Shane Downey and Tony Swalligan posed together for a picture the first night they met at a middle school dance.
Downey is seen making a bug-eyed funny face. Swalligan, with a smile and dark shades, is decked out in a white T-shirt with red letters spelling out “Vote For Pedro,” a phrase from the movie “Napoleon Dynamite.”
Swalligan was “bouncing around being friendly with everyone, and I thought, ‘I definitely want to be this guy’s friend,’ ” as Downey described the meeting. They quickly developed a connection that seemed like it would last for a long time.
But their relationship was cut tragically short.
On Feb. 23, 2016, Swalligan died. He was just 23.
The cause was succinctly summed up in two words his mother, Kathi Swalligan, placed in her son’s obituary, using all capital letters: DAMN HEROIN.
Now, one year later, Downey is working to keep his friend’s memory alive. He has helped organize the Anthony Swalligan Memorial – a 3-on-3 basketball tournament – that is scheduled to take place on Feb. 18 at the Westmont Grove, 1000 Edgehill Drive, beginning at noon.
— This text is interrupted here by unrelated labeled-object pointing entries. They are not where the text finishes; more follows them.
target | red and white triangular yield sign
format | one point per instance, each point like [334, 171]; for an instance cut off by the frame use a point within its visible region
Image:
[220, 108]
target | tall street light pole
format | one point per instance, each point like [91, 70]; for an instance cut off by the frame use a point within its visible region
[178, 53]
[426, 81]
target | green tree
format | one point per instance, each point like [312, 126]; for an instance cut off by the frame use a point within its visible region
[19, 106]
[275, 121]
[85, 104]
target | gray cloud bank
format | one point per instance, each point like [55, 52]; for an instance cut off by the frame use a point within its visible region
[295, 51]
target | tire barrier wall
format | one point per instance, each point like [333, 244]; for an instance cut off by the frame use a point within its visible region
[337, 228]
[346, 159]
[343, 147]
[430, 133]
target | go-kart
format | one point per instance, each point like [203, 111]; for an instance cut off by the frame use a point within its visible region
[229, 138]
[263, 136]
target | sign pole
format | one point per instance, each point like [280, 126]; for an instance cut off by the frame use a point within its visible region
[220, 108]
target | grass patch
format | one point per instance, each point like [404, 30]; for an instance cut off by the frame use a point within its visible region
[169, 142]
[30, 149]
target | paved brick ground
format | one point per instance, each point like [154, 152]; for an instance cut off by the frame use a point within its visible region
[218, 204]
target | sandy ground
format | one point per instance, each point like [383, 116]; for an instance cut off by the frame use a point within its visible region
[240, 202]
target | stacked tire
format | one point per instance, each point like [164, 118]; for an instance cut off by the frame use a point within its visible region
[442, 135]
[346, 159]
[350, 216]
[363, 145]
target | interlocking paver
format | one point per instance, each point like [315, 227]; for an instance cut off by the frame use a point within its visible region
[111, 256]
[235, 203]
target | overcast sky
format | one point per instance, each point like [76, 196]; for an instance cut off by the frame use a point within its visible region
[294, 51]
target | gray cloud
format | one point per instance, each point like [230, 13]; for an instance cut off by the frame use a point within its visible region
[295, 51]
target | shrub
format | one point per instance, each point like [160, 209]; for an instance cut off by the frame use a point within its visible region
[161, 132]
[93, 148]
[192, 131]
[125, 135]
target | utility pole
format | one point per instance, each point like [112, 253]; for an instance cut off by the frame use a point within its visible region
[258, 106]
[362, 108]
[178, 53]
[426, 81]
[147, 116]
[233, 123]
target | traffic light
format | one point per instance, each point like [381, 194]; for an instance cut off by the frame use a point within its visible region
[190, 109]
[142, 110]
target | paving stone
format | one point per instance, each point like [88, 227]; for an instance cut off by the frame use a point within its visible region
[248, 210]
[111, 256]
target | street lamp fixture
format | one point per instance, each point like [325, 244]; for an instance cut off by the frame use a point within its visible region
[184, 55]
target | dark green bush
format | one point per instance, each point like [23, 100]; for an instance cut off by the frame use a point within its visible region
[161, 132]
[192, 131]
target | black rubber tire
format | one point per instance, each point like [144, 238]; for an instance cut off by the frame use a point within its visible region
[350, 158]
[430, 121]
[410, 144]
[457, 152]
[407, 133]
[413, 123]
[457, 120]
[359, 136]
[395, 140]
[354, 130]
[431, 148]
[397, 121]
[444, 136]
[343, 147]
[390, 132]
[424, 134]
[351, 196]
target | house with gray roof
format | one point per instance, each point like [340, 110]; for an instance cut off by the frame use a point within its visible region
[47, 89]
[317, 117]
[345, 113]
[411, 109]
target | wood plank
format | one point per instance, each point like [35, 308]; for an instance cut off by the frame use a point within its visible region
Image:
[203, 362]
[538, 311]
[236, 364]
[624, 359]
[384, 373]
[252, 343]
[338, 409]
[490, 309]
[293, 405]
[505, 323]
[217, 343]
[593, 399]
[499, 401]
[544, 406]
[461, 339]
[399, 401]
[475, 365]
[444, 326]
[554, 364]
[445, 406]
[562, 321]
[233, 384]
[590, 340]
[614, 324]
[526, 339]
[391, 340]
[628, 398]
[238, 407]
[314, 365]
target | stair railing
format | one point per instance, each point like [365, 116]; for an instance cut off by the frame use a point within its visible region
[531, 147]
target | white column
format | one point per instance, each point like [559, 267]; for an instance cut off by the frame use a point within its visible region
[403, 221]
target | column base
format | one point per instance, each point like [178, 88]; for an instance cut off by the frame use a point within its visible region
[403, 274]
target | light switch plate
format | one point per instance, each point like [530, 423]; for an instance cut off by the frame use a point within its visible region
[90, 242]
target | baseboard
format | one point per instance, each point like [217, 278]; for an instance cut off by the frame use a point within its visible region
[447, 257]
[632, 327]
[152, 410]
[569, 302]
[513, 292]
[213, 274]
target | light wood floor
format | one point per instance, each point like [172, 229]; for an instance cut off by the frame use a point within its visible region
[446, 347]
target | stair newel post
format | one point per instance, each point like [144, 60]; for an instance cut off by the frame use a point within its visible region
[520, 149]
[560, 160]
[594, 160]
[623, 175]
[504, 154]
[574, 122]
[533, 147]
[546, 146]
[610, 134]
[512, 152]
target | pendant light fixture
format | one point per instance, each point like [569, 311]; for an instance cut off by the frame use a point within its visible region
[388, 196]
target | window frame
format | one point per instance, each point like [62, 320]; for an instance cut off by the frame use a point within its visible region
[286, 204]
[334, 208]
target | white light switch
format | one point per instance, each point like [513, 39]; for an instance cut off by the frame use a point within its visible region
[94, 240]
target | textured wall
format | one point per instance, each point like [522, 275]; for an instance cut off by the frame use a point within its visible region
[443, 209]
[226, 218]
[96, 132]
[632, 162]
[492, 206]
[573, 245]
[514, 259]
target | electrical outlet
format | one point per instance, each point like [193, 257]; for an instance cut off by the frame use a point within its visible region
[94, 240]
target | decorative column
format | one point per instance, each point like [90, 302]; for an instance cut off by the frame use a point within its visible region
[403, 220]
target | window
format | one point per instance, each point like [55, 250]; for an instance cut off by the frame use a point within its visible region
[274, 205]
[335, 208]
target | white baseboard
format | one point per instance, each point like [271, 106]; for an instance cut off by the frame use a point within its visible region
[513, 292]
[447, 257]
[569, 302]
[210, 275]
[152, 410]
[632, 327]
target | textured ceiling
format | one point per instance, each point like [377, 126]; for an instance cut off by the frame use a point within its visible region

“It means a lot to me,” said Downey, a Southmont Borough resident now attending Drexel University in Philadelphia.
“And I know, from me and his sister working on the event, it means a lot to his family.
“Anytime somebody passes away from a drug overdose, people tend to forget, or try to forget about it, or think of it in a negative light. I didn’t want Tony to be remembered that way. I wanted him to be remembered in a positive light.
“I’m grateful that I could do this.”
Downey said basketball was his friend’s “passion” throughout the years they attended Bishop McCort High School in Johnstown.
“That’s what most people would remember him for,” said Downey. “That’s why I decided on basketball. I also thought it was a good way of reaching a lot of different people in the community.”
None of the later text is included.